Le film offre deux points de vue. Externe et interne.

Le point de vue externe est celui des personnages qui gravitent autour de Carol. On peut y ajouter une partie des critiques du film. Aucun ne manifeste la moindre empathie vis à vis de Carol. Helen, la sœur antinomique de Carol est dans le déni (sa sœur est juste "trop sensible"), son amant, un macho grossier se rend compte qu'elle ne va pas bien mais la traite avec mépris ("elle devrait voir un docteur"), son "amoureux" la harcèle tout en n'utilisant avec elle qu'un registre badin stéréotypé qui sonne horriblement faux, ses collègues pensent qu'elle a juste besoin de se changer les idées etc.
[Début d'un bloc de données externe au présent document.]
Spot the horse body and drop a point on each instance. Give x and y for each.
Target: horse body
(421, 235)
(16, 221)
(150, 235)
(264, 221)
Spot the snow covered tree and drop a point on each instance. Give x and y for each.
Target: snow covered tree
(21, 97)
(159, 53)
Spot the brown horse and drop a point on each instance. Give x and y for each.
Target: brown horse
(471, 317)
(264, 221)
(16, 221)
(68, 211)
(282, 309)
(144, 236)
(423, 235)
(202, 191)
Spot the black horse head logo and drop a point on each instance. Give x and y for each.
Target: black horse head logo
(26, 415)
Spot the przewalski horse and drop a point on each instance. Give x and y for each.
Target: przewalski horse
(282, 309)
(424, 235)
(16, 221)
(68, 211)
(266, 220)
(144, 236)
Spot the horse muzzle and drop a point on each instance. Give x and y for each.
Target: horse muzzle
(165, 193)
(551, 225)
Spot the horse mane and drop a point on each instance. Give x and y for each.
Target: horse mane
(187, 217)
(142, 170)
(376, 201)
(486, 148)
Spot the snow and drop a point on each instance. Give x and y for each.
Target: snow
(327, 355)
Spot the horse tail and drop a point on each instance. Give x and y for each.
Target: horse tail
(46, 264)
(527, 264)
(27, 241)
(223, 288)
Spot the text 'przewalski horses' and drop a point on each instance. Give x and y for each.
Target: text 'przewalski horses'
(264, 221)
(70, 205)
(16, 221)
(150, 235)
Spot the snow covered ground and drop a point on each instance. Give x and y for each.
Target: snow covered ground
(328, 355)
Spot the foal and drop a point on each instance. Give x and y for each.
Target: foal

Quant aux critiques, ils posent un diagnostic de frigidité et de schizophrénie bien pratique pour éviter de creuser un peu la question et y découvrir des vérités qui dérangent.

Le point de vue interne est celui de Carol. Le film s'ouvre et se clôt sur un gros plan de son œil, comme une plongée dans les abysses de son être. On pense forcément au générique de Vertigo (bien qu'il y ait aussi des analogies avec Psychose et Pas de printemps pour Marnie du même réalisateur). Carol qui est belge apparaît comme un être désemparé dont la solitude et l'isolement dans une ville étrangère et hostile (Londres) sont sans cesse soulignés. Ce motif est récurrent dans toute l'œuvre de Polanski et fait écho à l'enfermement en soi-même que symbolise le huis-clos, ici sous la forme d'un appartement qui devient la métaphore de l'organisme de Carol. Celui-ci est en voie de désagrégation mentale (le symbole le plus éprouvant est le lapin en décomposition mais les fissures dans les murs et les légumes flétris ont la même signification). La cause de cette désagrégation est l'impossibilité de se protéger face aux intrusions extérieures. Quelles que soit les tentatives de Carol pour se bunkériser et se couper du monde l'appartement est sans cesse soit dans l'imaginaire halluciné de Carol soit dans la réalité, forcé, pénétré, agressé (la porte défoncée par Colin, le violeur qui entre dans la chambre en dépit des obstacles, le propriétaire qui s'invite, l'épouse de Michael qui insulte Carol au téléphone en la prenant pour sa sœur, les mains masculines qui sortent des murs). Les meurtres de Carol ne sont que des réactions défensives devant les agressions masculines. Sa folie est sa seule échappatoire. La photo d'enfance sur lequel se termine le film n'est pas là par hasard, elle montre que le traumatisme est ancien et a commencé dans le cadre familial. On y voit la sœur visiblement heureuse et choyée, intégrée dans la famille et Carol en retrait regardant déjà ailleurs.